West Side celebrates refugees and international citizens with new mural

Oct. 10, 2018 | Jordan Houston

A group of international-citizen volunteers gathered at the Merrick Station in West Springfield to paint a mural representing the town’s diversity.
Reminder Publishing photo by Jordan Houston.

WEST SPRINGFIELD – West Springfield is celebrating its diversity in a colorful way. Over Columbus Day weekend,  a group of international-citizen volunteers gathered at Merrick Station to paint a mural celebrating West Side’s refugee and international community.

The mural – which was organized and underwritten by the West Springfield Office of Community Development – was painted on the side of Merrick Station at 389 Main St. in an effort to represent and reflect the different backgrounds of West Side. Robert Markey, a local artist who has worked globally with refugee communities, facilitated the painting of the mural.

“I was real excited about being able to work with refugees,” said Markey. “I didn’t know how it was going to turn out and how many people would show up – but it’s been wonderful. So many people have come and it’s been a real treat for me to be able to do this. I’m hoping this will be the beginning of more projects here.”

The mural features a number of human silhouettes, each of which represents the volunteer who painted it. The volunteer artists were then given the freedom to decorate the silhouettes however they pleased – many of which added characteristics representative of their home countries.

Markey said he was inspired to do the human silhouettes because the shape is more manageable for all skill-sets.

“In terms of drawing portraits, it’s difficult for people who are not quote-on-quote artists,” he explained. “So, I had this idea that if they just work in pairs and one person stands there and the other person outlines them in chalk – then the outline is there, and the hard part of the perspective and everything is there.”

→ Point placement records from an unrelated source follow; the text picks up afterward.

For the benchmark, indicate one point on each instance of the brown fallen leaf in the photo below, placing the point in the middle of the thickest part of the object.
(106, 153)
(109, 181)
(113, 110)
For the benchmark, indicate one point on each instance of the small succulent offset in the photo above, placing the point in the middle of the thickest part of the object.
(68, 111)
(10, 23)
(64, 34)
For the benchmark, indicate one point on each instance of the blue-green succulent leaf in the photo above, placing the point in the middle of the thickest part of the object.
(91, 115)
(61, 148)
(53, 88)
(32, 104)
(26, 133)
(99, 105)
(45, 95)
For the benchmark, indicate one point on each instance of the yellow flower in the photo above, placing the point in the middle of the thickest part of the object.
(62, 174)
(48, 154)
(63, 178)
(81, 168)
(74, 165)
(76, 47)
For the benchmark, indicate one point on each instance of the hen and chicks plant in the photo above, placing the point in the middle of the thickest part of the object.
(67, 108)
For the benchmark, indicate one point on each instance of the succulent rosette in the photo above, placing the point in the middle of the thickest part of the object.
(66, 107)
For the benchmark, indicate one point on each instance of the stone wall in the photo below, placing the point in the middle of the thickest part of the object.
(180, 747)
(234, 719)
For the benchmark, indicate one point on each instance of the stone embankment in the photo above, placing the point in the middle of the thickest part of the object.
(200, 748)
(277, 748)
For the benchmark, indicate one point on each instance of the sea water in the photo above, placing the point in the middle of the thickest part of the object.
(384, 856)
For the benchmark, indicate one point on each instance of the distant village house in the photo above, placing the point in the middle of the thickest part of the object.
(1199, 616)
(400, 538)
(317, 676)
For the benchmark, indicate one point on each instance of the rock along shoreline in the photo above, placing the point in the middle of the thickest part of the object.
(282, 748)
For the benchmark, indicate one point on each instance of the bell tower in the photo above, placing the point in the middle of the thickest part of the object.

“Then they can paint themselves however they want – traditional clothes, colors, abstract – and that’s how it happened. It’s amazing to see the different styles. It’s not just a mural, it’s about them. I am just so moved that it worked so well,” he continued.

A number of citizen artists contributed, and families working with the Refugee Resource Center were also invited to participate. All levels of experience were welcome to join in the beautification process.

Merrick is a neighborhood in the southeast corner of West Springfield.

Morgan Drewniany, director of community development, explained that, although the neighborhood is seen locally as a destination for international supermarkets and restaurants, a lot of residents feel disconnected.

“We have a beautiful community made up of folks with a range of backgrounds, but nothing in the Merrick neighborhood that celebrates this in an outright way,” she said in a statement. “It struck me when I began in this role that the Town hadn’t lead a project to celebrate our refugee community, one of the largest in the state. This is just the beginning of creating neighborhood pride to this regard.”

The Office of Community Development falls under the umbrella of the Town’s Department of Planning and Development and aims to provide decent housing, a suitable living environment, and expand economic opportunities for low-and-moderate-income residents.